The day after the column ran online, Dianne Feinstein introduced a revamped assault-weapons ban that included some types of handguns and shotguns. And with it, the definition of what is or isn’t an assault weapon had expanded and that definition is likely to keep expanding. In fact, the point is to keep expanding them.

Government grows. It expands. Always. And Second Amendment advocates are right to fear a compromise on the right to bear arms. The politicians will keep coming for their guns. This is not paranoia. It is probable.

Just look at the Fourth Amendment for an example. When the Patriot Act was enacted, civil libertarians screamed that Big Brother Bush was attacking the right to privacy. They were right. Today, our e-mail, social media, banking records, credit card information, web history — literally any private information you can imagine — is sifted through by the federal government on a regular basis. Some have estimated the number of such intrusions to be in the millions, billions, or more. We will never know the real number because that information is classified. Yes, how much our government regularly ignores the Constitution is kept secret thanks to the Patriot Act.

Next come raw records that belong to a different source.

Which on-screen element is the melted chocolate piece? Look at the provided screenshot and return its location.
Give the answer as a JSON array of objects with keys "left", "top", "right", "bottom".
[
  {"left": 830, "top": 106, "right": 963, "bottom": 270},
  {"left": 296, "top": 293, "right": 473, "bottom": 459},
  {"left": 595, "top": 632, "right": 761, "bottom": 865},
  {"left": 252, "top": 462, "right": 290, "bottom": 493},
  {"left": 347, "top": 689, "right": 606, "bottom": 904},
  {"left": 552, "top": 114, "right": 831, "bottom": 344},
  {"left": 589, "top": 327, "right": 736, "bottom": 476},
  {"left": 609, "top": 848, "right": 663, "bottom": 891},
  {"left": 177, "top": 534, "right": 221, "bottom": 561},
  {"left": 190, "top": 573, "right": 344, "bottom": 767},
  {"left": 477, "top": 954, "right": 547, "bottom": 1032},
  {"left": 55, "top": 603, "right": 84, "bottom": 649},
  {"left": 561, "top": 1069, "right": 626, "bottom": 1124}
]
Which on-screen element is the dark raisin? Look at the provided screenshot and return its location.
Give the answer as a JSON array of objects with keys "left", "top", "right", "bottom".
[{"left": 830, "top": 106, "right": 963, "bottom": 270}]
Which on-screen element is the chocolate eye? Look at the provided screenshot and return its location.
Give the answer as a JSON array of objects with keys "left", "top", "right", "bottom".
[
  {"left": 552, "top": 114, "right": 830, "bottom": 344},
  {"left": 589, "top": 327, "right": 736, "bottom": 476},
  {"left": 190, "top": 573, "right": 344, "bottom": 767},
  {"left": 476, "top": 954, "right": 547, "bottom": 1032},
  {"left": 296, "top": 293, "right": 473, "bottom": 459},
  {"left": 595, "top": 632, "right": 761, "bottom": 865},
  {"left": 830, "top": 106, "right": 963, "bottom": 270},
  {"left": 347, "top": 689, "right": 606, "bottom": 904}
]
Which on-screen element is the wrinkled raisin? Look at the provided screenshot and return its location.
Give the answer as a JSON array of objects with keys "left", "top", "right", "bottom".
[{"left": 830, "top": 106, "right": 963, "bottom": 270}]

In 2011, Democratic Sen. Ron Wyden spoke on the Senate floor about how bad the Fourth Amendment was being abused: “I have served on the Intelligence Committee for a decade, and I want to deliver a warning this afternoon: When the American people find out how their government has secretly interpreted the Patriot Act, they will be stunned and they will be angry. And they will be asking senators, ‘Did you know what this law actually permits?’… Many members of Congress have no idea how the law is being secretly interpreted by the executive branch, because that interpretation is classified.”

The few examples where information has been declassified offer a startling glimpse into the true damage done by the Patriot Act. The act itself is bad enough, but it has also created a law enforcement culture that feels free to do anything it likes, legal or not. The digital rights group Electronic Frontier Foundation used the Freedom of Information Act to force the FBI to admit that they had violated the law approximately 800 times under the guise of conducting Patriot Act-approved intelligence work (In total, some 7,000 potential violations were investigated). Although these violations were reported to the president’s Intelligence Oversight Board, no one would have known about these abuses if not for the Electronic Frontier Foundation.

When it comes to any new gun-control legislation, Feinstein’s bill will thankfully be hard to pass, but this does not mean she and her allies will stop trying. We already know that she intends to expand definitions in the direction of more gun control, yet the Left will continue to say that gun rights advocates are just being alarmists. But during the debate over these new far-reaching laws, it is usually those “alarmists” who end up being right. When Social Security was enacted, opponents feared that it might one day be used as a form of identification, but its advocates scoffed at the idea. We know how that turned out.

The government will eat up the Second Amendment just as surely as it has the Fourth and the rest of the Bill of Rights. This is why our Founding Fathers spent so much time warning against its dangers. And it is why we should start listening to them.